The paradox of toothpaste and antibiotics

Check out this excellent article by Virginia Postrel, former editor of Reason. . It’s basically a rebuttal to much of the anti-choice rhetoric that has emerged in recent years. Barry Schwartz’s The Paradox of Choice, published in January 2004, received a great deal of mainstream media attention for it’s thesis that all the choices in our modern market economy were making people miserable. His thoughts have been echoed and expanded by a number of scholars.

Postrell does a wonderful job of taking on the ridiculous arguments of the anti-choice crowd; however the lonely libertarian thinks that the obvious is being ignored. And that is that choice is a natural progression in any progressive society. Our choices grow with technological progress and our understanding of the world around us. Any artificial limitation of choice would be an artificial limitation of progress.

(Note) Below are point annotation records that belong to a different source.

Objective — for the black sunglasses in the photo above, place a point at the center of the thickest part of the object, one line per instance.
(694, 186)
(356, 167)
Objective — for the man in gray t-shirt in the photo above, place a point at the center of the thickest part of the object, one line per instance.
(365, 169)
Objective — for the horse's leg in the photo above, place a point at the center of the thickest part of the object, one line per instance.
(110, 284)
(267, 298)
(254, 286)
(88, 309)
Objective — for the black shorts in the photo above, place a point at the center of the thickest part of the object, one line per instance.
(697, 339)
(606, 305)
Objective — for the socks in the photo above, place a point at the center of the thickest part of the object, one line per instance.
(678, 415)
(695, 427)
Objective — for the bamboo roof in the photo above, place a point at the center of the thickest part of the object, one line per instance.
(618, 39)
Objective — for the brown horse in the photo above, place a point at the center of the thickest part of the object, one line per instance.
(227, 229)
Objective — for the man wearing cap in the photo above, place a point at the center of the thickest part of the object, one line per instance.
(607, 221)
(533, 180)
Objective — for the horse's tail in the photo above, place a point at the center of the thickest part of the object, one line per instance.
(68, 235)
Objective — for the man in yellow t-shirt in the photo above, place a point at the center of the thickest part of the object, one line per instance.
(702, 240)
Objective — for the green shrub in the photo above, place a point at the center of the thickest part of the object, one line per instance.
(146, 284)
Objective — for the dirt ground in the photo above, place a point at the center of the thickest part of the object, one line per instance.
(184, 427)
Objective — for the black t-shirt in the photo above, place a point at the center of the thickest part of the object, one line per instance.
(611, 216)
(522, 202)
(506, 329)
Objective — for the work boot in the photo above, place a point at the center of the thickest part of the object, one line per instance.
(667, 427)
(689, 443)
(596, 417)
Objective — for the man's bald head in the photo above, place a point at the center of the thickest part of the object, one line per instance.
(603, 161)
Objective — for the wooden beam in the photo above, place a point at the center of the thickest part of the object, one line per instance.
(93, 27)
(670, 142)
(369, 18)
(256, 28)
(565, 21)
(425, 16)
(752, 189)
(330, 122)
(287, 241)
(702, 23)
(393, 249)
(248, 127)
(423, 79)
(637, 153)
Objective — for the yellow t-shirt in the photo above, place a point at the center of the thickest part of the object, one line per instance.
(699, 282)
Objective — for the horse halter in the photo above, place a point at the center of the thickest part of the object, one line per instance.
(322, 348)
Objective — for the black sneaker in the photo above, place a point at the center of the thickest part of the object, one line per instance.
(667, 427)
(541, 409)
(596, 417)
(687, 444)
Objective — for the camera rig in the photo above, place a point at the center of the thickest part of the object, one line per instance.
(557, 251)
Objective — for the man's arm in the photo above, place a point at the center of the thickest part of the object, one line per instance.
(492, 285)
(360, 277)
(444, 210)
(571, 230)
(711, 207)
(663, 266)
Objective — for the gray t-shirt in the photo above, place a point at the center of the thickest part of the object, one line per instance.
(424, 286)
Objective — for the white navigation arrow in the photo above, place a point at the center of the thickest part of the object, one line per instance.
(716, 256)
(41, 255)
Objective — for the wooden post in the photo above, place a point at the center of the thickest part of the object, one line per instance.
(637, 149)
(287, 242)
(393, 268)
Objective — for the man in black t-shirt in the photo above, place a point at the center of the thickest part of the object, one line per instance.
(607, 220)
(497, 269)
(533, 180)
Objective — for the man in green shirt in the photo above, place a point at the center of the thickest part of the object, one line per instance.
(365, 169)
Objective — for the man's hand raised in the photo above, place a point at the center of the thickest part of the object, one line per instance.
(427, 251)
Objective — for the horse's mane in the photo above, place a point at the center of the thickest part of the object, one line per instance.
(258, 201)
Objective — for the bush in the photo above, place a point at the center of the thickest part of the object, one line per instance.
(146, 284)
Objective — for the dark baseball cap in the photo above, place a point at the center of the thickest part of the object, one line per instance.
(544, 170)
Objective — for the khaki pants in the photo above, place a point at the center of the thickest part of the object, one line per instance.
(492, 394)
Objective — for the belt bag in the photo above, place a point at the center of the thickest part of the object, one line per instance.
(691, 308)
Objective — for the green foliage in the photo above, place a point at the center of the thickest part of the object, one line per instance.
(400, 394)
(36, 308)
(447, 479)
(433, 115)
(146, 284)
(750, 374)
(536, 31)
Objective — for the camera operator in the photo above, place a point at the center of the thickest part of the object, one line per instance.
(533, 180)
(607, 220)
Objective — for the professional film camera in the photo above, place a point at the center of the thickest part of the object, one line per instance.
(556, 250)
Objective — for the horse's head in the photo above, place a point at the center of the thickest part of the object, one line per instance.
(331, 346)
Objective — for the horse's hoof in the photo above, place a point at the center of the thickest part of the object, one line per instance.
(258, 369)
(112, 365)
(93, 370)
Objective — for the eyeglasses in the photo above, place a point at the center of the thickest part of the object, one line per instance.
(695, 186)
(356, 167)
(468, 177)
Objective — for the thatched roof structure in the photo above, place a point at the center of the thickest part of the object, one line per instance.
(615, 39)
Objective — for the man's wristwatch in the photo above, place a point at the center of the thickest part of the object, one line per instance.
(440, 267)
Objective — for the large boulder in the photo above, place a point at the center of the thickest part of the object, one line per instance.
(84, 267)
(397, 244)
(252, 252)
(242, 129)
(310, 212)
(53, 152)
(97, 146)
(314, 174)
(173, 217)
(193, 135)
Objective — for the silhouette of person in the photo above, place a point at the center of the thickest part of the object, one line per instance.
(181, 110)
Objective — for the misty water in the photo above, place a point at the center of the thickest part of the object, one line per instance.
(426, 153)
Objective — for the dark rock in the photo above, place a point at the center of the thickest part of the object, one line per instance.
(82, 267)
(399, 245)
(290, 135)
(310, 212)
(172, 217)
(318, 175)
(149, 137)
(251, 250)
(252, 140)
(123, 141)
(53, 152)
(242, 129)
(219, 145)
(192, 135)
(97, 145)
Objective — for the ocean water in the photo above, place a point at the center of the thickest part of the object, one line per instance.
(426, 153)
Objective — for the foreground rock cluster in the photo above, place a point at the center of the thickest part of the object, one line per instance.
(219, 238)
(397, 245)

In a way, the anti-choice crowd is really taking on the paradox that is progress. It’s the old question, why have computers created more paperwork? This is a difficult question for some, mainly those for who romantically look back at a picturesque world lacking in antibiotics. Maybe it’s just me, but I like the fact that doctors can chose what antibiotics to use when treating me. Sure, maybe it was nice when your only choice was death by bubonic plague, but I’ll take the modern world, thanks.

And for those who decry a whole wall of toothpaste selections, the lonely libertarian has a simple solution. Go pick your toothpaste at random. No one is forcing you to make any sort of a choice. For those who do make a choice, some will make their choice based upon cost alone, others upon brand name. Others still will make their choice upon ingredients, other aspects of toothpaste, or some sort of combination. And while how we make our choices may actually be choices in and of themselves, these choices of just what is important in our lives, and how we want to deal with the world around us are basic choices of existence. Some of us will chose to make choices about how we will select our toothpaste, while others of us will live in cabins in the wood in Montana, sending bombs in the mail.